MEDİNE’DEN MEDENİYETE DİNÎ KİMLİĞİMİZİN SERENCAMI

Harun Dündar KARAHAN

Ankara Çankaya Vaizi

Tarihte kurulan her şehir, kendini inşa eden inanç ve medeniyetin rengini sadece mimarisine değil, sakinlerine de vermiştir. Bu bağlamda şehir ve insan birbirini karşılıklı olarak etkileyen, değiştiren ve dönüştüren iki unsur olarak karşımıza çıkmaktadır. Şehrin mi insanı, insanın mı şehri inşa ettiği tartışmasını bir kenara bırakarak şunu söyleyebiliriz ki şehirleri kendi dini ve kültürel kimliği ile inşa eden insanoğlu, kendi kimliğini de şehir ile teşekkül ettirmiştir.
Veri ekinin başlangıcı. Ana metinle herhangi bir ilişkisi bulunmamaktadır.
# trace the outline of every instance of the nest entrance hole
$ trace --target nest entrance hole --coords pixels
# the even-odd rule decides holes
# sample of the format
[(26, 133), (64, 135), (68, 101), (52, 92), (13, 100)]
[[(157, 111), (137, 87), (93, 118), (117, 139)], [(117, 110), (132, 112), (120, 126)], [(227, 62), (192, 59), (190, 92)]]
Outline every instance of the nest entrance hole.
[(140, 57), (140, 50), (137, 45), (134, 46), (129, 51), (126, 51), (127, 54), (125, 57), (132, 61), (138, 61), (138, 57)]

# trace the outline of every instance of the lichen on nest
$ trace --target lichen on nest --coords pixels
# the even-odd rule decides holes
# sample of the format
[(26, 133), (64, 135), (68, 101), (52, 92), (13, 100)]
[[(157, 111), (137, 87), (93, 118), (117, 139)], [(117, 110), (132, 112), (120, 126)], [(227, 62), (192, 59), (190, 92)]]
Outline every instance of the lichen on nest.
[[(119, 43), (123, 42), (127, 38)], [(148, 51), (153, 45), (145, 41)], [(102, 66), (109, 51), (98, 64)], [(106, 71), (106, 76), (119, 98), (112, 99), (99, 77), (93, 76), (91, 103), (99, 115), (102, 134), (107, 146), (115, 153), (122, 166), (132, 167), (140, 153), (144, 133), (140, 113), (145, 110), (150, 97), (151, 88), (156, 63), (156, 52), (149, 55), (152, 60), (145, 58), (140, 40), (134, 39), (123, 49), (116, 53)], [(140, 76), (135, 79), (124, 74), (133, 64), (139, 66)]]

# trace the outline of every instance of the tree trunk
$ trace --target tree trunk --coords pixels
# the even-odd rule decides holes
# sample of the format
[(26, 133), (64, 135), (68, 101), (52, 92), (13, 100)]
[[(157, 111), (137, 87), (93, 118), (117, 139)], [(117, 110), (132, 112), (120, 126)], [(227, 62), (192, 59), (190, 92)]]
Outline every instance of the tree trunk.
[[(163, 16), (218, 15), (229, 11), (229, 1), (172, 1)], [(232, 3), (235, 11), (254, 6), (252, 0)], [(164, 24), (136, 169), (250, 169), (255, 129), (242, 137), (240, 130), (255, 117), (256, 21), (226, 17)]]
Merhum Necip Fazıl şehir ile insan arasındaki bağı şu mısraları ile ne güzel anlatmaktadır:

“Ruhumu eritip de kalıpta dondurmuşlar;

Onu İstanbul diye toprağa kondurmuşlar.

İçimde tüten bir şey; hava, renk, eda, iklim;

O benim, zaman, mekân aşıp geçmiş sevgilim.”

Kısaca şehir kimliği dediğimiz olgunun insandan bağımsız olduğunu düşünmek imkânsızdır.

Kur’an, Hz. Âdem’den Peygamberimize kadar gelen peygamberlerin genellikle şehirli topluluklara geldiğini şöyle ifade etmektedir: “Biz senden önce de, memleketler halkından (ehlü’l-kurâ) ancak kendilerine vahyettiğimiz birtakım erkekleri peygamber olarak gönderdik.” (Yunus, 12/109.) Zikredilen kıssaların nerdeyse tamamının şehir halkları ile ilgili olduğuna ve seçilen peygamberlerin şehir halklarının içinden seçilmiş olmasına dikkatlerimizi çekmektedir. Peygamberlerin getirdikleri mesajın evrenselliğini ve uygulama alanlarını, kurmak istedikleri düzeni düşündüğümüzde şehir hayatının buna en uygun zemini hazırladığını düşünebiliriz. Bu bağlamda Peygamber Efendimiz (s.a.s.) de şehirde doğmuş, yetişmiş, tebliğ etmiş ve şehirde vefat etmiştir. Buradan şu sonucu çıkarabiliriz; peygamberler bir şehir sistemi içerisinde tebliğ ve inşa faaliyetlerini sürdürmüşlerdir. Böylelikle gönderilen peygamberler geldikleri toplumda sadece bir dini değil, o dinin medeniyet tasavvurunu da getirmişlerdir. Huntington bu durumu şu sözü ile ifade eder: “İnsanlık tarihindeki temel medeniyetler büyük ölçüde dünyanın büyük dinleriyle tanımlanmaktadırlar.” (Hungtinton, Samuel P. , Medeniyetler Çatışması ve Dünya Düzeninin Yeniden Kurulması, Çeviren: Mehmet Turhan, Y.Z. Cem Soydemir, Okuyan Us Yayınları, İstanbul, 2008, 49.)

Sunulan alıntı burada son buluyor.